Perante as vulnerabilidades identificadas, que vão do aumento dos fenómenos extremos como ondas de calor e secas mais intensas, tempestades mais devastadoras, mais cheias e inundações ou aumento da erosão costeira, com todos os seus impactos na saúde e nas atividades humanas, as ações de adaptação serão inevitáveis – e têm de ser encaradas desde já.
Florestas Risco de incêndio aumenta
A floresta, com a previsão do aumento do risco de incêndio, é um dos calcanhares de Aquiles do país, sobretudo nas regiões Norte e Centro, onde existem problemas complexos de gestão e ordenamento florestal e que, a par da desertificação do interior do país, contribuem há três décadas para o agravamento dos incêndios florestais.
Estudos realizados ainda no início da década passada já apontavam essa tendência. Em 2002, os resultados do estudo integrado liderado por Filipe Duarte Santos “Alterações climáticas em Portugal: Cenários, impactos e medidas de adaptação”, o primeiro sobre as alterações climáticas em Portugal, era claro: “Prevê-se um aumento substancial do risco meteorológico de incêndio em todo o país. Nas regiões do Norte e Centro, espera-se um aumento de três a cinco vezes do número de dias com valores do índice climático de risco de incêndio, correspondentes a situações de risco muito alto e extremo.”
Estudos mais recentes confirmam e tornam mais precisas as estimativas. Dados do IPCC, o painel intergovernamental para as alterações climáticas da ONU, publicados em 2014, estimam um aumento entre três a cinco vezes dos incêndios florestais na região do Sul da Europa, que inclui Portugal. E um estudo publicado em 2013 por investigadores portugueses da Universidade de Trás-os-Montes e Alto Douro e da Universidade de Lisboa, liderado por Mário Pereira, mostra que os grandes fogos, como agora o de Pedrógão Grande, vão aumentar já em meados do século e que a ocorrência de fogos com maior área ardida poderá passar de 51 para 158, em média, no final do século. O aumento do número de dias com calor extremo e baixa humidade e o prolongamento da época de incêndios, que será antecipada e prolongada pelo outono dentro, favorecerão esse cenário, pelo que o ordenamento florestal é urgente, para fazer face a esse mundo mais quente – e mais perigoso.

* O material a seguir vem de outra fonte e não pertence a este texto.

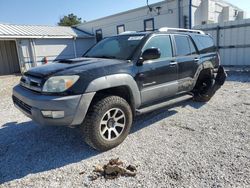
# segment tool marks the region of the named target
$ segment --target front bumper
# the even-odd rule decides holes
[[[47,96],[20,85],[13,88],[13,102],[26,116],[40,125],[76,126],[83,122],[95,93],[73,96]],[[41,111],[64,111],[60,119],[45,118]]]

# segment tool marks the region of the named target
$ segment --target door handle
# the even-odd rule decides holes
[[[177,65],[177,62],[176,61],[170,62],[169,65],[170,65],[170,67],[175,67]]]
[[[195,61],[195,62],[198,62],[198,61],[200,61],[200,58],[196,57],[196,58],[194,59],[194,61]]]

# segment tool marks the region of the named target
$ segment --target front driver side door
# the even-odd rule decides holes
[[[142,52],[149,48],[158,48],[159,59],[147,60],[139,66],[137,83],[141,91],[142,105],[160,101],[178,92],[178,65],[173,57],[172,42],[169,35],[151,37]]]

Ondas de calor Vão ser mais frequentes
Uma onda de calor ocorre quando, pelo menos durante seis dias consecutivos, a temperatura máxima é superior em cinco graus, ou mais, à média da máxima para a região e para a época. Tal como aconteceu agora em quase todo o território do continente. Algumas regiões do interior estiveram 14 dias em onda de calor, um fenómeno que se sabe ter um importante impacto na saúde, já que está geralmente associado um pico de mortalidade nas populações mais vulneráveis, como os idosos e as pessoas com doenças crónicas. No pior dos cenários, e com a a Península Ibérica a ser uma das regiões da Europa mais afetadas pelas alterações climáticas, o aumento da temperatura média por cá pode chegar aos seis graus. Nesse patamar, as ondas de calor serão ainda mais mortíferas.